7. If You Aint First, Youre Last (Rob, 2-2)
Kenneth Walker balled out
And Hubbard gave him a chubb
He didn't need much to win
Cause he played a friggin scrub
8. Dr. Omalu's Future Patients (Jackson, 2-2)
He has no firepower in this team
Its Purdy and a bunch of slobs
Looking at his team he has one chance
and thats if Love for some reason throws it to Romeo Doubs
9. Tyreek and his 10 Children (Meg, 2-2)
His team is boom or bust
Who knows who'll pay the bill
Crazy to say,
but I think Meg lost the trade for Tyreek Hill.

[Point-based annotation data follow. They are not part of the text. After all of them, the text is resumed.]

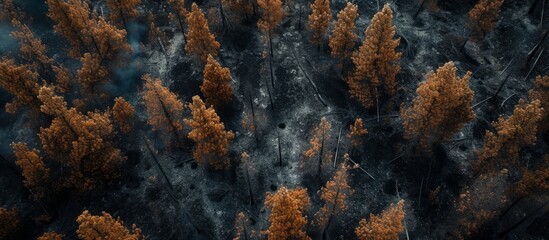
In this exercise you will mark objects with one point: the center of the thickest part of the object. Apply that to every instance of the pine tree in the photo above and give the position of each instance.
(502, 147)
(216, 86)
(19, 81)
(540, 91)
(483, 17)
(124, 114)
(335, 195)
(50, 236)
(200, 42)
(376, 61)
(384, 227)
(92, 227)
(441, 108)
(342, 41)
(356, 132)
(9, 222)
(319, 20)
(163, 107)
(123, 10)
(35, 172)
(81, 143)
(318, 154)
(286, 219)
(208, 132)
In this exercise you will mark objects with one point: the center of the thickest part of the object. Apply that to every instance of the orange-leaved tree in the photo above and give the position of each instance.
(200, 41)
(104, 226)
(357, 132)
(9, 222)
(50, 236)
(287, 207)
(441, 108)
(342, 40)
(19, 81)
(164, 108)
(319, 20)
(124, 114)
(483, 17)
(385, 227)
(376, 61)
(335, 195)
(123, 10)
(208, 132)
(318, 154)
(540, 91)
(35, 172)
(502, 147)
(216, 86)
(82, 143)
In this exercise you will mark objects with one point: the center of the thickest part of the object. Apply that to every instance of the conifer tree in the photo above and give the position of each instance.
(81, 143)
(385, 227)
(287, 207)
(483, 17)
(376, 61)
(540, 91)
(356, 132)
(502, 147)
(124, 114)
(35, 172)
(200, 41)
(163, 107)
(335, 195)
(50, 236)
(104, 226)
(342, 41)
(319, 20)
(441, 108)
(208, 132)
(216, 86)
(123, 10)
(318, 154)
(21, 82)
(9, 222)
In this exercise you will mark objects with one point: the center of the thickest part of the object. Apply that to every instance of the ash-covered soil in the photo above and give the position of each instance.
(191, 202)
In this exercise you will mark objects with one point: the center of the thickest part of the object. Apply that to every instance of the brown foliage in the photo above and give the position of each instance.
(483, 17)
(9, 222)
(534, 181)
(502, 147)
(35, 172)
(441, 108)
(287, 208)
(208, 132)
(82, 143)
(163, 107)
(92, 227)
(123, 10)
(540, 91)
(31, 47)
(376, 61)
(335, 195)
(356, 132)
(19, 81)
(384, 227)
(216, 86)
(319, 20)
(200, 42)
(342, 41)
(270, 17)
(318, 148)
(50, 236)
(124, 113)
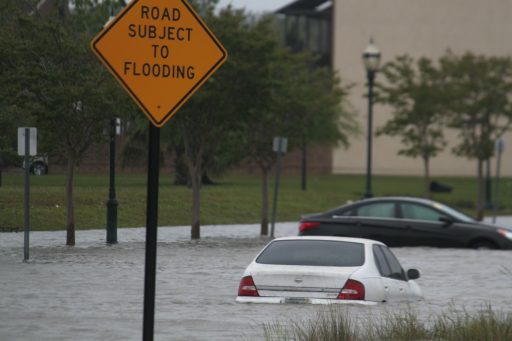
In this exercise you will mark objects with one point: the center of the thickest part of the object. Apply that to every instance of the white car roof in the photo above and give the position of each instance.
(337, 239)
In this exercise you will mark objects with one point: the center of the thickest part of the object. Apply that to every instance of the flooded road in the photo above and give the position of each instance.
(95, 292)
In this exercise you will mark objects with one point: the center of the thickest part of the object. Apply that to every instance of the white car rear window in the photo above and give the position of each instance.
(313, 253)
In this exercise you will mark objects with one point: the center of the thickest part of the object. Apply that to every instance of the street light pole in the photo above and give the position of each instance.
(368, 191)
(112, 201)
(371, 59)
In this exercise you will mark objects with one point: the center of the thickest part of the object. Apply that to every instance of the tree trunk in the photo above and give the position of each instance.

10. Brother Decotis Lives (Dan, 1-3)
Breece Hall might lose his job
Tuna is less than elated
His only hopes might rest
On Davante getting traded
11. Stairway to Evans (Schmuas, 0-4)
His team can score points
But he can never win
Get this man some more Mike Evans touchdowns
And one of Dobby's Swedish Zyn's
12. Glizzy Stealing Wh0.0rr (Dobby, 0-4)
He might have won a trade
But his team looks worse than my toilet logs
Guess thats the reason
Its gonna be a second year of hotdogs
Real Life things: Happy Birthday Rob, Big Mazel to Jackson on his second child, and Gordo is apparently galavanting around Europe. Fuck you, have a good time. Glad we can use this painful excuse for a hobby to stay connected through joint suffering. That's it, fuck you all and as always, with the highest priority granted to me by the ghost of Jamaal Charles, Fuck You Cammarn, (Vol.2).